Wednesday, March 11, 2015

What is the meaning of Life?

"In an uncertain world, here is certainty; in a world without foundations, here is a rock-solid foundation" - Douglas J. Moo, The NIV Application Commentary: Romans

What is the meaning of life?  Ah, the age old question.  So many have asked the question, and so many have attempted to provide an answer.  This question must come up in the mind of man during his toilings on the planet Earth.  Of course it does.  We look up into the sky, across the wind swept horizon and ask: "Why?  Why am I here? What is the purpose in all this?  What is the ultimate end of life?" 

I wondered, what do the great minds of the world consider to be the meaning of life?  I did a quick Google search for quotes from the great minds of history regarding the meaning of life.  On a list from are quotes on the meaning of life ordered with the most "liked" quotes at the top.  I had to laugh as I scrolled through the quotes.  

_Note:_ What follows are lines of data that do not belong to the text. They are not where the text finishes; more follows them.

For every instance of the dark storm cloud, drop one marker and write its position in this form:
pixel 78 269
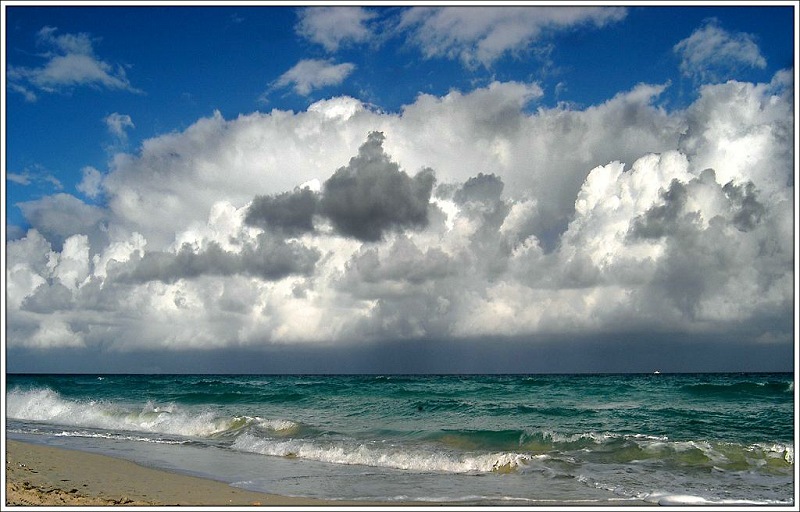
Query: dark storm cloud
pixel 748 210
pixel 270 259
pixel 403 262
pixel 661 220
pixel 291 213
pixel 485 188
pixel 372 196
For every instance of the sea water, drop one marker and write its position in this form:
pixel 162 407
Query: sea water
pixel 482 439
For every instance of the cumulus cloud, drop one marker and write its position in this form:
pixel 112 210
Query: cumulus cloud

The first and most "liked" quote is very revealing, regarding what the internet, and the intellectual prefer to believe about meaning:

“You will never be happy if you continue to search for what happiness consists of. You will never live if you are looking for the meaning of life.”
Albert Camus 

The second quote in the list is equally revealing:

“Life has no meaning. Each of us has meaning and we bring it to life. It is a waste to be asking the question when you are the answer.”
Joseph Campbell 

These two "great thinkers" insist that you must not even ask what the meaning of life is.  Albert Camus seems to suggest happiness is the meaning of life.  For Joseph Campbell, you are the meaning!  You make the meaning.  I've heard that many times before.  That humans infuse their own meaning into any given situation.  Now why would that be the case?  It seems somewhat contradictory.  In addition, there is no rational there.  And that is something I simply cannot accept, that truth is simply my personal preference.  Sounds more like a selfish western view, very individualistic and conceited.  So the question remains, even when post-modernists shock us with the conclusion that "you shouldn't even ask."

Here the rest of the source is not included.